We start trying to be wise when we realize that we are not born knowing how to live, but that life is a skill that has to be acquired, like riding a bicycle or playing the piano. But what does wisdom counsel us to do? It tells us to aim for tranquillity and inner peace, a life free from anxiety, fear, idolatry, and harmful passions. Wisdom teaches us that our first impulses may not always be true, and that our appetites will lead us astray if we do not train reason to separate vain from genuine needs. It tells us to control our imagination or it will distort reality and turn mountains into molehills and frogs into princesses. It tells us to hold our fears in check, so that we can be afraid of what will harm us, but not waste our energies fleeing shadows on the wall. It tells us we should not fear death, and that all we have to fear is fear itself.

But what does wisdom say about love? Is it something that should be given up completely, like coffee or cigarettes, or is it allowed on occasions, like a glass of wine or a bar of chocolate? Is love directly opposed to everything that wisdom stands for? Do sages lose their heads or only overgrown children?

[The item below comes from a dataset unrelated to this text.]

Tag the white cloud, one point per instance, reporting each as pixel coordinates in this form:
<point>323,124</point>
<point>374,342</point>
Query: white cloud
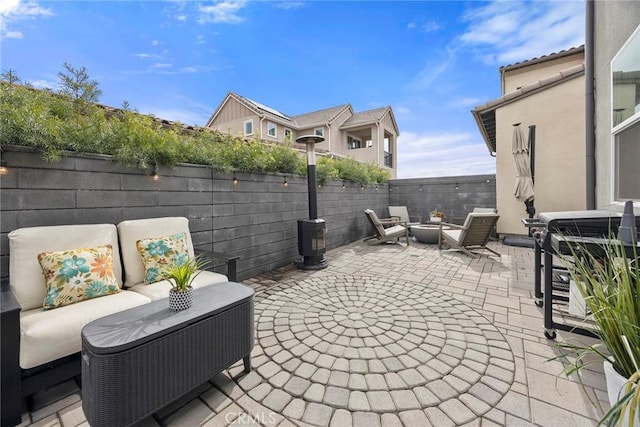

If certain wise thinkers have given a nod of approval to love, they have been careful to draw distinctions between its varieties, in much the way that doctors counsel against mayonnaise, but allow it when it is made with low-fat ingredients. They distinguish the rash love of a Romeo and Juliet from Socrates' contemplative worship of the Good, they contrast the excesses of a Werther with the brotherly love suggested by Jesus.

The difference could be grouped into categories of mature and immature love. Preferable in almost every way, the philosophy of mature love is marked by an active awareness of the good and bad within each person, it is full of temperance, it resists idealization, it is free of jealousy, masochism, or obsession, it is a form of friendship with a sexual dimension, it is pleasant, peaceful, and reciprocated (and perhaps explains why most people who have known the wilder shores of desire would refuse its painlessness the title of love). Immature love on the other hand (though it has little to do with age) is a story of chaotic lurching between idealization and disappointment, an unstable state where feelings of ecstasy and beatitude combine with impressions of drowning and fatal nausea, where the sense that one has finally found the answer comes together with the feeling that one has never been so lost. The logical climax of immature (because absolute) love comes in death, symbolic or real. The climax of mature love comes in marriage, and the attempt to avoid death via routine (the Sunday papers, trouser presses, remote-controlled appliances). For immature love accepts no compromise, and once we refuse compromise, we are on the road to some kind of cataclysm.